Während die Spielerinnen mit dem Kreuz auf der Brust mit Neuseeland den einen Co-Gastgeber der WM ausbooteten, gaben die Ahornblätter beim 0:4 die Statisten für eine wundersame australische Auferstehung.
Bei zuvor acht Frauen-Weltmeisterschaften war der Gastgeber nie bereits in den Gruppenspielen ausgeschieden. Dass es nun Neuseeland traf, ist keine Sensation, die «Football Ferns» waren als Nummer 26 des FIFA-Rankings hinter Norwegen (12) und der Schweiz (20) eingestuft. Ein Scheitern Australiens, Weltnummer 10 und Olympia-Halbfinalist, wäre demgegenüber einer riesigen Enttäuschung gleichgekommen.
Mit einem eher glückhaften 1:0 dank eines Penalty-Tores gegen den WM-Debütanten Irland und einer sensationellen 2:3-Niederlage gegen Nigeria hatten sich die «Matildas» (nach dem Volkslied «Waltzing Matildas») genannten australischen Fussballerinnen aber in eine ungemütliche Lage gebracht.
Die bangen Fragen drehten sich vor allem um die Verfügbarkeit der Rekord-Torschützin Sam Kerr. Die Starstürmerin von Chelsea laboriert an einer Wadenverletzung, und Coach Tony Gustavsson machte stets ein grosses Geheimnis um die Schwere der Verletzung. Kerr fehlte jedenfalls in den ersten beiden Gruppenspielen, für die entscheidende Partie gegen Kanada setzte sie sich zumindest auf die Bank.
27'706 füllten den AAMI Park gleich gegenüber der Rod Laver Arena, in der Roger Federer sechsmal das Australian Open gewann, bis auf den letzten Platz.
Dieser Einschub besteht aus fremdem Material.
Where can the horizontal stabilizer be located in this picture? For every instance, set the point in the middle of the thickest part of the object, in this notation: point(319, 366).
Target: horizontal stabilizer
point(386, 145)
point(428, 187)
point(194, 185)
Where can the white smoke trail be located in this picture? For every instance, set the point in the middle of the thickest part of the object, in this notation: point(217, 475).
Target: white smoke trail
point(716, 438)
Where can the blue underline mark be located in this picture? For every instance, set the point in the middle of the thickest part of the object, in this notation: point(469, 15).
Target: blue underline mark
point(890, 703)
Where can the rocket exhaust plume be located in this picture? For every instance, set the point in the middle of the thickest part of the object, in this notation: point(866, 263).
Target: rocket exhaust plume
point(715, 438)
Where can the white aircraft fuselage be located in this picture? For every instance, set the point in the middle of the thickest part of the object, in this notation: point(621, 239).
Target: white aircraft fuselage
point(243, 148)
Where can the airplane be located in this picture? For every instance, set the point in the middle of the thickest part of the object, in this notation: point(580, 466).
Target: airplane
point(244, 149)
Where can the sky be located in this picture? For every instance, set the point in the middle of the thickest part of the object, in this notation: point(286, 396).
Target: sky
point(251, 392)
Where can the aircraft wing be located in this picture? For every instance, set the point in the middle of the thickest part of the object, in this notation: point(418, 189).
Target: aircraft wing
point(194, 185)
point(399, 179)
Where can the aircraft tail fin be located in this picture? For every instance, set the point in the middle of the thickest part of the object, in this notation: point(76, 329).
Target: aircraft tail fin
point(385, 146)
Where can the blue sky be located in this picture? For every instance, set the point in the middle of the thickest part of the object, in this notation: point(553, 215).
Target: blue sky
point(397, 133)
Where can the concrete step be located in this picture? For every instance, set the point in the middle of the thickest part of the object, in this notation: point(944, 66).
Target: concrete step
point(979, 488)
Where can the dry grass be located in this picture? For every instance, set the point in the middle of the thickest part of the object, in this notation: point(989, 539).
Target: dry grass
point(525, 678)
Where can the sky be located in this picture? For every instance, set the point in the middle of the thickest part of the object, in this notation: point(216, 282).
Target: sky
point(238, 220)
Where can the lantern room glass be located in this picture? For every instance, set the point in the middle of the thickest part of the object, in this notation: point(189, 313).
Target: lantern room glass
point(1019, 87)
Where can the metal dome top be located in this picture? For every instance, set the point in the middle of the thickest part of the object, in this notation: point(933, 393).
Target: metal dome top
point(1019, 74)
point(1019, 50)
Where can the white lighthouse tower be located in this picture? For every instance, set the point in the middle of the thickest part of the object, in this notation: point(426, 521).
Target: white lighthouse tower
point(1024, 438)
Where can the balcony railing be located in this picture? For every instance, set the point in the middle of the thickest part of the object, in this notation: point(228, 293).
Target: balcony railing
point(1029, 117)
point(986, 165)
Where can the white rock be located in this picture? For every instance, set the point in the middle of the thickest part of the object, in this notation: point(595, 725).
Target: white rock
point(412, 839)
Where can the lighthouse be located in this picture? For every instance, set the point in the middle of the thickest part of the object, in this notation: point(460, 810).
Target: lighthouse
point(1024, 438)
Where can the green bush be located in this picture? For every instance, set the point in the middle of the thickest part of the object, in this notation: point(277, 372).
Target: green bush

Australier fühlen sich generell wohl mit dem Rücken zur Wand, dann laufen sie oft zur Höchstform auf. Die «Matildas» blieben dieser Tradition treu. Nach allen Regeln der Kunst wurden die Olympiasiegerinnen aus Kanada mit Tempo und Spielwitz geradezu der Lächerlichkeit preisgegeben. Die Doppel-Torschützin Hayley Raso und die erst 20-jährige Mary Fowler, beide in der letzten Saison bei Manchester City eher in der Reservistenrolle, traten aus dem langen Schatten Kerrs und sorgten für ein offensives Feuerwerk.
Die Erleichterung dürfte nicht zuletzt bei den Chefs des australischen Verbandes riesig sein. Sie wollen die Heim-WM zur Positionierung des Fussballs im eigenen, sportverrückten Land mit der riesigen Konkurrenz und für Frauenanliegen im Allgemeinen nutzen. Auch deshalb hatten sie sich vehement gegen den von der FIFA angedachten Turniersponsor Saudi-Arabien gewehrt. Da wäre ein Scheitern des Aushängeschildes eine ziemliche Katastrophe gewesen.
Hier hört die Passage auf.